Puncture Kit is a must-read new book for anyone considering getting a piercing or tattoo. These and other body modifications have soared in popularity but author Angela Llewellyn-Sare says that horrifying injuries can and do occur, many related to untrained and backyard operators.
"A piercing or tattoo may be cool, but the reality is that it's a risky business that often results in infections, allergy, scarring, nerve damage, viruses and even broken teeth,” says Ms Llewellyn-Sare, a nurse with 25 years' experience.
"Procedures include piercing of genitalia and nipples, branding and scarification and in many cases they are being performed on people under the age of 18. Until very recently there have been no laws to protect minors from having these types of piercings.
"Only three states have enacted any laws (QLD, NSW and VIC) regarding the piercing of minors. In addition there are no laws regarding the training of piercers - anyone can set up in business and they do."
Ms Llewellyn’s interest in the area arose from working with young adults with type 1 diabetes who had concerns and problems with their body art. In Puncture Kit, she offers sensible advice and tips including after care to ensure the best possible results.

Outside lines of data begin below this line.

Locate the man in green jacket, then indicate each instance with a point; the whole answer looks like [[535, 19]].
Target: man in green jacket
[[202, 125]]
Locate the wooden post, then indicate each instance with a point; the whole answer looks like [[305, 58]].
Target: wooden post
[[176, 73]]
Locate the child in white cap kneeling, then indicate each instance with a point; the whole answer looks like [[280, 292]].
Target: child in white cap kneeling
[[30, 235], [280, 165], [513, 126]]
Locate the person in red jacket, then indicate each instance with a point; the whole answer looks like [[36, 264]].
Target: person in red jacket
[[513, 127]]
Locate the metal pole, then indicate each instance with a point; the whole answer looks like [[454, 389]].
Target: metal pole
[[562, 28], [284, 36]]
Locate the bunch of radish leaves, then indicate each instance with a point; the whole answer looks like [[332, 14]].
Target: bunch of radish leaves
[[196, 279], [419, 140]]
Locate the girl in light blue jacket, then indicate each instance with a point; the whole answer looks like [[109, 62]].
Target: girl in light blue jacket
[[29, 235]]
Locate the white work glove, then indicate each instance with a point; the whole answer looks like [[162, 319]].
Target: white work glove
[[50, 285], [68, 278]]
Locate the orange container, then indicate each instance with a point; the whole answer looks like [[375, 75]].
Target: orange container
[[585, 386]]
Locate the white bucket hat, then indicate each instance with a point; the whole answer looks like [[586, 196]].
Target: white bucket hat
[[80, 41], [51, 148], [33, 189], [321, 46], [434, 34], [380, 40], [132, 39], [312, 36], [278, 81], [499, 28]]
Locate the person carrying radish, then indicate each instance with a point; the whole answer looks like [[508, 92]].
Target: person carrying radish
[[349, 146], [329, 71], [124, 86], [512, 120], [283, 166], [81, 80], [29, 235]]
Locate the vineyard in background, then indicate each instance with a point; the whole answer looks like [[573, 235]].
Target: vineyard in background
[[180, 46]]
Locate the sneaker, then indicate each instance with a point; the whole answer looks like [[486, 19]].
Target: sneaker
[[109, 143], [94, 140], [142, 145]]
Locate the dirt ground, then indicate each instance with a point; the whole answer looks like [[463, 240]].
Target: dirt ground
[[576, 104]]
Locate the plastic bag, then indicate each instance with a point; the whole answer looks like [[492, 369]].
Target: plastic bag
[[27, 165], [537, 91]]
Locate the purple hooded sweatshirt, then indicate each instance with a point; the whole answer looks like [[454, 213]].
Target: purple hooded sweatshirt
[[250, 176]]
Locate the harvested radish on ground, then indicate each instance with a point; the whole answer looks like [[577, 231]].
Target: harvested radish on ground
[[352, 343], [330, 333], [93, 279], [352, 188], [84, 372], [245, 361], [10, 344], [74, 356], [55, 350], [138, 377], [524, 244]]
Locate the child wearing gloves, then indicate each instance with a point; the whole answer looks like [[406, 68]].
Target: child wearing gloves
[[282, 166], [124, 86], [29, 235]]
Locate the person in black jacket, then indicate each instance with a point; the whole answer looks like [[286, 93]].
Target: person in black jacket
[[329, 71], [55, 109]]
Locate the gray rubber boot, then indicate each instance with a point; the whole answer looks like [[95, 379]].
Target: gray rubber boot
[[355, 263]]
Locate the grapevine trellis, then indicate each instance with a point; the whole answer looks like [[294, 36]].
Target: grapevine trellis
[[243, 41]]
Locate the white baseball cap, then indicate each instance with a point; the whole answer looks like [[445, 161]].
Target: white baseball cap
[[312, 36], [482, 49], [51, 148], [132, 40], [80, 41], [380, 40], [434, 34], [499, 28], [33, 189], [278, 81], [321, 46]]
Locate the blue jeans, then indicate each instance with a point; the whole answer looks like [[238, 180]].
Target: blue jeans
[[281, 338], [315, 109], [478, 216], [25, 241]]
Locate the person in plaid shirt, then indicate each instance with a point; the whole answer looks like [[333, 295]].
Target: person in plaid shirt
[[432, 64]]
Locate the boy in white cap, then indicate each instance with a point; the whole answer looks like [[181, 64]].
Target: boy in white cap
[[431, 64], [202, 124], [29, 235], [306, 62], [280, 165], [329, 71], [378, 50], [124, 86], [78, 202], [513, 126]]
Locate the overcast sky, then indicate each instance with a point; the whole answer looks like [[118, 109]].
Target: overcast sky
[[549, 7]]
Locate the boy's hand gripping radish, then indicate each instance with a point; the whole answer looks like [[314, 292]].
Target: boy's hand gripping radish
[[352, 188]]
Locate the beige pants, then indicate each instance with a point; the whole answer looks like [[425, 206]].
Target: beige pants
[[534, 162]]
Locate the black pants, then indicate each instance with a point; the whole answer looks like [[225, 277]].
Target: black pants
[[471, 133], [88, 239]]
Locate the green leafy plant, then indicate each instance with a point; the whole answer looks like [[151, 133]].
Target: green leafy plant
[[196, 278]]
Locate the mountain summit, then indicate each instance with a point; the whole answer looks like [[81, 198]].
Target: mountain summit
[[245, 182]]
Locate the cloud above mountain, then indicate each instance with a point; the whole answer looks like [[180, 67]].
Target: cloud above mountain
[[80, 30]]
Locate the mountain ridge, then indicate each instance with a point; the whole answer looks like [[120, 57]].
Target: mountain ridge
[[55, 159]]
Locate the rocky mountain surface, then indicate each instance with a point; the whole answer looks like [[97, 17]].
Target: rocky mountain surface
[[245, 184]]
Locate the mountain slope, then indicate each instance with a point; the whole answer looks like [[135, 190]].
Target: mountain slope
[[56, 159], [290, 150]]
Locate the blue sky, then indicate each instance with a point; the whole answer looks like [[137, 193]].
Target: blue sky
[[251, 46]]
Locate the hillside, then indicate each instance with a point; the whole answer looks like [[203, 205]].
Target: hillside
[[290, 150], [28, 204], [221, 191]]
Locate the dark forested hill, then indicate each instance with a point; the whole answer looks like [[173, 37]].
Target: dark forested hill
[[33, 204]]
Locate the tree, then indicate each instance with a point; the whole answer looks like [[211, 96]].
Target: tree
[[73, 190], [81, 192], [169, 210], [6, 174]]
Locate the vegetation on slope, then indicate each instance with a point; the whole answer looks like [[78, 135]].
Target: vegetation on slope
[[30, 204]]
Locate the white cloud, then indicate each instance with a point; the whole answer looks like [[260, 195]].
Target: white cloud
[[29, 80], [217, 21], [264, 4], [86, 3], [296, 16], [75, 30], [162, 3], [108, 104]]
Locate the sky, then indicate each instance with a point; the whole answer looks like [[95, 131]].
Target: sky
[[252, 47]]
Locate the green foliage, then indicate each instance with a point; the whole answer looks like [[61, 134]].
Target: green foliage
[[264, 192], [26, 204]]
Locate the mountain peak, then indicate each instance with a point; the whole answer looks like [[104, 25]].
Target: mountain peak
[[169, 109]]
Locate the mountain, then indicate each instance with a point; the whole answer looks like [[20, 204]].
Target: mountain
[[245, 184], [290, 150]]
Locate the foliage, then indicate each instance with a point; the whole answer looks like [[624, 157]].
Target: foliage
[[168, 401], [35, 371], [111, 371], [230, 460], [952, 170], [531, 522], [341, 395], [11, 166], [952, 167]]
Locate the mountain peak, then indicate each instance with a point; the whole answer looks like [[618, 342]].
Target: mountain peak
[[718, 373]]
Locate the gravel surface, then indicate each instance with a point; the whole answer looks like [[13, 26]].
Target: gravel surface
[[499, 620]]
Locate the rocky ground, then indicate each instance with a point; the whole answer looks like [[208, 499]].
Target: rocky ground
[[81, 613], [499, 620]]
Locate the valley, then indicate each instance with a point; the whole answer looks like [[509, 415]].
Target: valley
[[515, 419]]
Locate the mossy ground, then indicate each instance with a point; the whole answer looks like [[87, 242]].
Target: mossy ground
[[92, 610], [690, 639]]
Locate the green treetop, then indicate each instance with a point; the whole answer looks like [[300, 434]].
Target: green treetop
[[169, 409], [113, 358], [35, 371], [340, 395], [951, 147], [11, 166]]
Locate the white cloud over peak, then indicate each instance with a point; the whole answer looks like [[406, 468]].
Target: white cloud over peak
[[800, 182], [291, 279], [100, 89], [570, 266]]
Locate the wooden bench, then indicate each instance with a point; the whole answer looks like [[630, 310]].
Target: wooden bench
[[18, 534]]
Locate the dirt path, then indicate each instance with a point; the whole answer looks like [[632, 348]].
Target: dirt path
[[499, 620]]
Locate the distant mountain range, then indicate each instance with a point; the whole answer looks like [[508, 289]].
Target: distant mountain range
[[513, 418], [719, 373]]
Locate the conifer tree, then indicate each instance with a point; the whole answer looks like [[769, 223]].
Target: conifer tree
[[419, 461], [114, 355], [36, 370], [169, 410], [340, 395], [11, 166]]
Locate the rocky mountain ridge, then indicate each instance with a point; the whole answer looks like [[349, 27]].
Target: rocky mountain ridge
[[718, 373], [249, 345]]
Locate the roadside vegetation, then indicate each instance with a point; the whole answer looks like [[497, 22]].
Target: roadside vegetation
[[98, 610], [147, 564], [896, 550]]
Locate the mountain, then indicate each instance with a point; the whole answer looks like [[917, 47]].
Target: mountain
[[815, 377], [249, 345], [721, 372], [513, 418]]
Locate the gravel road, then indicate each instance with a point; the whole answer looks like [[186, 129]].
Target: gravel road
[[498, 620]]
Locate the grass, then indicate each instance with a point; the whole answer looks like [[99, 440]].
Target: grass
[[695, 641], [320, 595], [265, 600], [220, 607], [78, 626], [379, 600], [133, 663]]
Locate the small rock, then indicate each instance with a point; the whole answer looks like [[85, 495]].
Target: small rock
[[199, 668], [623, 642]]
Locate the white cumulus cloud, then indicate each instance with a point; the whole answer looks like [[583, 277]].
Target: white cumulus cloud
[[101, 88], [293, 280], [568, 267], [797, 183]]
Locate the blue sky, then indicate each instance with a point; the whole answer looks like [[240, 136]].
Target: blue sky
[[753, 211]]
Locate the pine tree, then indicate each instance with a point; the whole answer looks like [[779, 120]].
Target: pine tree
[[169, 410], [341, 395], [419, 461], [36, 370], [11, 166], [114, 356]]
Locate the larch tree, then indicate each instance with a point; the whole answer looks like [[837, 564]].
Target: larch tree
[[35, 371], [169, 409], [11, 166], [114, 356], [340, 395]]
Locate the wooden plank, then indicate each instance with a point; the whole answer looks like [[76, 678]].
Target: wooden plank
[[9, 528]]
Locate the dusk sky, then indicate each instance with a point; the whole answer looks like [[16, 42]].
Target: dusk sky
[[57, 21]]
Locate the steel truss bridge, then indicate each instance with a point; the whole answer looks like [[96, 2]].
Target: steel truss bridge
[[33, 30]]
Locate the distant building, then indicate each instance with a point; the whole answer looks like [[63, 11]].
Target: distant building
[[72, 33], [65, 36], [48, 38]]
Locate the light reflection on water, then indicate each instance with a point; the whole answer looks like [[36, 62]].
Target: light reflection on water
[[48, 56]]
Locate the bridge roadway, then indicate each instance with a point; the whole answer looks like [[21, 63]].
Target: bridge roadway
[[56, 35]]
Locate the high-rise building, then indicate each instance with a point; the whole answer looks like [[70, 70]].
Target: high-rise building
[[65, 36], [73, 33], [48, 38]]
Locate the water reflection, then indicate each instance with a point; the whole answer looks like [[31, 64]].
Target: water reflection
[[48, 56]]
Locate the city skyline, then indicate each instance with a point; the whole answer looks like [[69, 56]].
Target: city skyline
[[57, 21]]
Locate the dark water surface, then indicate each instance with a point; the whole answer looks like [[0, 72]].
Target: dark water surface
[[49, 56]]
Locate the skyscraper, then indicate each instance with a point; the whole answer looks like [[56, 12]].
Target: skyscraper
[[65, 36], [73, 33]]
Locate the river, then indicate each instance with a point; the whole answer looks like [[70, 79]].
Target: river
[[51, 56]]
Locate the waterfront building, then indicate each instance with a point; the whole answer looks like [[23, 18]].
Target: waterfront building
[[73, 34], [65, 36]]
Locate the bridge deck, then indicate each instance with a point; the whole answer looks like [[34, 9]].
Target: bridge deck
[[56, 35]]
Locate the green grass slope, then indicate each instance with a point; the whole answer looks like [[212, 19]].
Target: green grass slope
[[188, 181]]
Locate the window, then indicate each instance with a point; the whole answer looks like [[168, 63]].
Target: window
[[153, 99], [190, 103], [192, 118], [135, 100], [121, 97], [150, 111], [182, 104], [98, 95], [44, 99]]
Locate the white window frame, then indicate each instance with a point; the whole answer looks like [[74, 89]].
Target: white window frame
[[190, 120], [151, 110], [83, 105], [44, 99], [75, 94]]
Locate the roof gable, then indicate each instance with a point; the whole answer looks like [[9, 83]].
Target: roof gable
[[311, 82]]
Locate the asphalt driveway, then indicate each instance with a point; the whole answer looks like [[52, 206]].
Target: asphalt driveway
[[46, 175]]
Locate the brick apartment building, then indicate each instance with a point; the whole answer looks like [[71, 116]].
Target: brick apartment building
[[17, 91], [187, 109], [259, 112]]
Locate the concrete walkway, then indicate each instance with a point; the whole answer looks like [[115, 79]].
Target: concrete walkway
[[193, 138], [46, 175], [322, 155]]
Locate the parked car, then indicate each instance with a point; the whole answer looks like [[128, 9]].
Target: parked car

This book may be the most useful purchase anyone can buy whether they are a jittery first timer, an experienced self enhancer or a bewildered parent.
"People are walking away with more than they ask for and are not being protected," the author said. "It's important to be able to express yourself but it's equally important to do so safely. That’s the aim of Puncture Kit.”
More information is available on request. Download a Contents outline at www.newsmaker.com.au
Angela Llewellyn-Sare is a registered nurse with over 25 years' experience and practices as a specialist nurse in diabetes. She is well recognised in her profession with many works of research published in various professional medical journals. She has also won several awards for her work.
It was while she was working with teenagers with type 1 diabetes at Westmead Hospital in Sydney that she became aware of the problems associated with piercing and tattooing.
In an effort to help these young people retain their piercings and prevent infections she began to research the area and realized there was a greater need in the community for information.
Angela’s writing career spans the last decade. She wrote a regular health column for two regional newspapers in South Australia. In addition she has produced newsletters, brochures and educational material for various organisations. Angela has several non-fiction books she has been writing and researching including one on type 2 diabetes.
She is also writing a fictionalised account of her father’s life in the East End of London. Angela’s other passions and interests include amateur theatre performance, event management and public speaking.